Die Europäische Nachbarschaftspolitik wurde im Zuge der EU-Erweiterung 2004 als neuer Politikrahmen für die Beziehungen der EU zu ihren östlichen und südlichen Nachbarn am Mittelmeer mit dem Ziel ins Leben gerufen, Stabilität, Wohlstand und Sicherheit an den Außengrenzen der erweiterten EU zu fördern. Dabei sollen die Partnerstaaten bei ihren Reformvorhaben, insbesondere bei der Schaffung und Festigung von rechtsstaatlichen und demokratischen Strukturen sowie marktwirtschaftlichen Prinzipien, bei der Förderung der Menschenrechte und des Dialogs mit der Zivilgesellschaft unterstützt werden.
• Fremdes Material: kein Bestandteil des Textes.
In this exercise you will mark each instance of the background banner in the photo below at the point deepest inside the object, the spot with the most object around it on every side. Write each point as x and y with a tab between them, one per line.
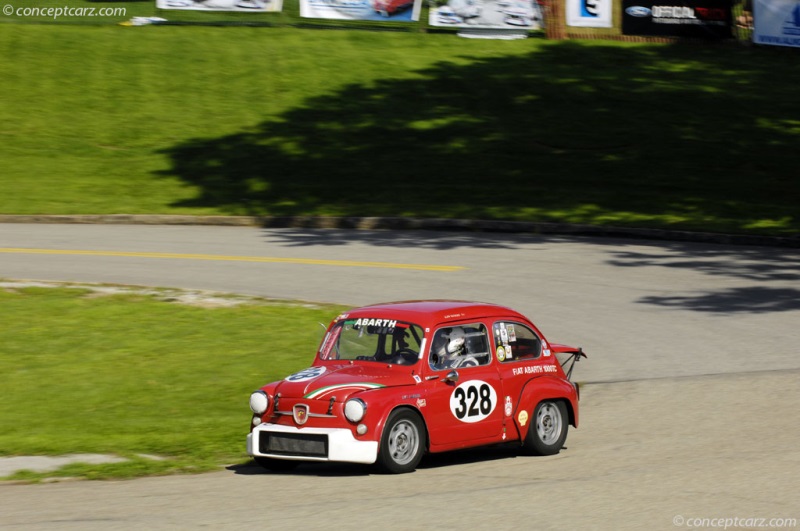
699	19
488	14
388	10
776	22
589	13
252	6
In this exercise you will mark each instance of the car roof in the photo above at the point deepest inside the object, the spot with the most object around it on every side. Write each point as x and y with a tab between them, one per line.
432	312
Die Nachbarschaftspolitik der EU richtet sich an 6 Nachbarn der EU im Osten (Armenien, Aserbaidschan, Belarus, Georgien, Moldau, Ukraine), die zur sogenannten Östlichen Partnerschaft zählen, sowie 10 im Süden (Ägypten, Algerien, Israel, Jordanien, Libanon, Libyen, Marokko, palästinensische Gebiete, Syrien, Tunesien), die Südliche Nachbarschaft.

Im Jahr 2015 wurde die Europäische Nachbarschaftspolitik überarbeitet, um den durch gewaltsame Konflikte und Krisen hervorgerufenen neuen Herausforderungen Rechnung zu tragen. Die Stabilisierung der Nachbarstaaten durch Unterstützung ihrer wirtschaftlichen und sozialen Entwicklung stellt eine der wichtigsten europapolitischen Prioritäten dar.

Grundlage für die Zusammenarbeit der EU mit den jeweiligen Partnerstaaten bilden bilaterale Assoziierungs- beziehungsweise Partnerschafts- und Kooperationsabkommen. Die Abkommen sehen die Vertiefung der politischen und wirtschaftlichen Beziehungen sowie die Intensivierung der Zusammenarbeit in einem breiten Spektrum von Bereichen vor, wie beispielsweise Justiz, Rechtsstaatlichkeit und Bekämpfung von Geldwäsche, organisierter Kriminalität, aber auch Industriepolitik, Tourismus, Gesundheit, Umwelt, Bildung, Kultur, Forschung und Innovation. Wichtiger Bestandteil der Assoziierungsabkommen ist überdies die Schaffung einer Freihandelszone; damit verbunden ist eine weitreichende Annäherung der Rechtsvorschriften der Partnerstaaten an das Recht der EU.

Die Reformvorhaben der Partnerstaaten werden durch finanzielle Leistungen sowie durch politische und technische Zusammenarbeit unterstützt. Die finanzielle Unterstützung erfolgt in erster Linie durch das Instrument für Nachbarschaft, Entwicklung und internationale Zusammenarbeit (NDICI – Global Europe). Zusätzlich gibt es die Möglichkeit von Twinning- (Verwaltungspartnerschaften) und TAIEX-Programmen (kurzfristige Entsendung von Experten), die die Reformprozesse und den Institutionenaufbau in den Partnerländern unterstützen.